Стоя здесь и глядя на этот кошмар, Аркадий ясно осознавал, что пропасть между человеком и зверем исчезла, и остаться человеком теперь почти невозможно.
Он оставил площадь за спиной, но выкрики, смех и аплодисменты преследовали его, пытаясь проникнуть в сознание навсегда. Улицы Первопрестольска стали ловушкой, опутавшей город и не дававшей вырваться. Прохожие казались тенями, бесшумно и безразлично скользящими мимо, предпочитая не замечать происходящее.
На углу он остановился, заметив резкое движение в соседнем переулке. Несколько мужчин грубо заталкивали молодых девушек в тёмный фургон без опознавательных знаков. Короткие вскрики тонули в грубом хохоте похитителей.
Один из мужчин захлопнул дверцу и громко, наслаждаясь безнаказанностью, произнёс:
– Расслабьтесь, девчонки! Теперь это не преступление, а гражданский долг.
Его циничный голос резал слух, а последовавший смех наполнил воздух ядовитым облаком жестокости.
Аркадий оглянулся на прохожих. Их лица застыли в равнодушии, глаза смотрели в сторону, будто улицы стали пространством, где страх победил совесть. Аркадий подошёл к стоявшим неподалёку полицейским, указав на переулок и требуя вмешаться. Те равнодушно пожали плечами и отвернулись, продолжая пустой разговор о личном.
– Там похищают девушек! Вы обязаны это остановить! – голос Аркадия дрожал от отчаяния.
Полицейский медленно и без интереса посмотрел на него, презрительно улыбнувшись:
– Успокойтесь, гражданин. Теперь это не похищение, а государственная программа. Мы не можем вмешиваться.
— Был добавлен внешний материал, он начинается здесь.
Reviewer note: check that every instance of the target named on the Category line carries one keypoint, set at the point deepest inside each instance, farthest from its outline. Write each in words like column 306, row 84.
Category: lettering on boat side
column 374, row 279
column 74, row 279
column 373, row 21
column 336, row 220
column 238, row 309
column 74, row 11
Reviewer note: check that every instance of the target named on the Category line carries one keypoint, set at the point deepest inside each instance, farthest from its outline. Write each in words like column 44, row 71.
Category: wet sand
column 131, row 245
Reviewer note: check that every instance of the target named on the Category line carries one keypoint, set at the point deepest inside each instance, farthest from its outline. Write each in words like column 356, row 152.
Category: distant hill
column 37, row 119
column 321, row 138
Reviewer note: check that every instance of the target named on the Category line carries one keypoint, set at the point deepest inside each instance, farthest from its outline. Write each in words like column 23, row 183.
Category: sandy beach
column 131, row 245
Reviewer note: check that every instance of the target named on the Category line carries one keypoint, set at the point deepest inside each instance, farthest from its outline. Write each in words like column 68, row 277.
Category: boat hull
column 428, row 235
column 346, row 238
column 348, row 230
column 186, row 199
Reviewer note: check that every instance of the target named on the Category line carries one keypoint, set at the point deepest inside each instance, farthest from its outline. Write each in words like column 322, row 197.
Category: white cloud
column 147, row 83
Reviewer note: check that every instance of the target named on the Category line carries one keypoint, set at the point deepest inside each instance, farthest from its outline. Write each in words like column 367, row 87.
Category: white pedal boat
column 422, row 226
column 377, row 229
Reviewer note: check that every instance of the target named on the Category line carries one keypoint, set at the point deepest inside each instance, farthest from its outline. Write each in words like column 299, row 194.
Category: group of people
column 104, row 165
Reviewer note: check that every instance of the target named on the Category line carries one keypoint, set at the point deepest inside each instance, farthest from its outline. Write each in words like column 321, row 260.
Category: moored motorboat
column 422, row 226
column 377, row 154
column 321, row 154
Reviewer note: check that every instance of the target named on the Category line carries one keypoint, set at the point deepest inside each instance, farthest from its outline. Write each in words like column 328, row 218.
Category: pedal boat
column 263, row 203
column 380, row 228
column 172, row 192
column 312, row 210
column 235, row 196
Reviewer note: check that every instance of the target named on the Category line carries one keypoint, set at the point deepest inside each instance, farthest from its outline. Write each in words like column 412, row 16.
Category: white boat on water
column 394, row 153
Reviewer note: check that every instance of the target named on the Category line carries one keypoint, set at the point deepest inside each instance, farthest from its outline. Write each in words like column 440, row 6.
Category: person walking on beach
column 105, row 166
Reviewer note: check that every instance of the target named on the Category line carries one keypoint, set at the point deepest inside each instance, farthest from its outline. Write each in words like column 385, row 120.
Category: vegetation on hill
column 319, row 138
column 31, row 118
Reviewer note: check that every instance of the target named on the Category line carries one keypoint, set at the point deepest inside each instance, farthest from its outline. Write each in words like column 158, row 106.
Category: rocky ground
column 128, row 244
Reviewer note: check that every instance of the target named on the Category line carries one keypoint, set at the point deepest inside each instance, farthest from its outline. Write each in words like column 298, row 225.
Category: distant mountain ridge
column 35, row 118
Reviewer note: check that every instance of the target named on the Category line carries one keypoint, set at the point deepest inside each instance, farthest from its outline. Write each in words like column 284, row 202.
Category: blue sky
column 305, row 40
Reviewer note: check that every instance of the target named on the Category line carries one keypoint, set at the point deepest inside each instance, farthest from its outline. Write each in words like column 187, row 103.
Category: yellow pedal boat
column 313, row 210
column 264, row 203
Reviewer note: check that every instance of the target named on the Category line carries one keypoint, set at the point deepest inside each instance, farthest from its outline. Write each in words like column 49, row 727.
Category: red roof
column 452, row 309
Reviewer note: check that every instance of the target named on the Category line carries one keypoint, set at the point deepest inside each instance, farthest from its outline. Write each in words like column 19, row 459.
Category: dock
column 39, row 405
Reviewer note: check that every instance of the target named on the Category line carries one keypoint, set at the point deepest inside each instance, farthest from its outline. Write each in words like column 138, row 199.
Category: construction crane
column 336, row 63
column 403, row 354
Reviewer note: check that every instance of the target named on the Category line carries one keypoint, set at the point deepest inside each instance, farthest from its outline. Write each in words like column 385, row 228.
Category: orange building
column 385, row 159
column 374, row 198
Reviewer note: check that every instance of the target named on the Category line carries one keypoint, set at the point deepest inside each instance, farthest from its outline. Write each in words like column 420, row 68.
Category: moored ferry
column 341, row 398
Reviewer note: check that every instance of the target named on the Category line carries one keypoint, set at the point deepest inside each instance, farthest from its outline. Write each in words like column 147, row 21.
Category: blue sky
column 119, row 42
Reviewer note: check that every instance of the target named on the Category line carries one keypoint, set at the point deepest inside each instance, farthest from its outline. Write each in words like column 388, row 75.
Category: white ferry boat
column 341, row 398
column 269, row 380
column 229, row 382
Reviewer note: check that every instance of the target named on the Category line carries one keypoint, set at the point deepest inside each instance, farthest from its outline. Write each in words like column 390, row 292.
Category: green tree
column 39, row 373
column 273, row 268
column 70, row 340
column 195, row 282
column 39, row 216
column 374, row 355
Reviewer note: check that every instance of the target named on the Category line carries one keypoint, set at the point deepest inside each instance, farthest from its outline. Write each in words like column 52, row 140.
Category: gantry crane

Аркадий отшатнулся, чувствуя, как гнев и беспомощность смешиваются внутри в невыносимое отчаяние. Он ясно осознал, что город стал западнёй, где больше нет защиты, где закон заменили грубая сила и жестокость, оправданные новой нормой.
Он пошёл дальше по улицам, всё больше напоминавшим декорации сюрреалистичного спектакля. Женщин хватали прямо на остановках, у магазинов и кафе, тащили силой в автомобили, а прохожие ускоряли шаг, опускали глаза и делали вид, что их это не касается.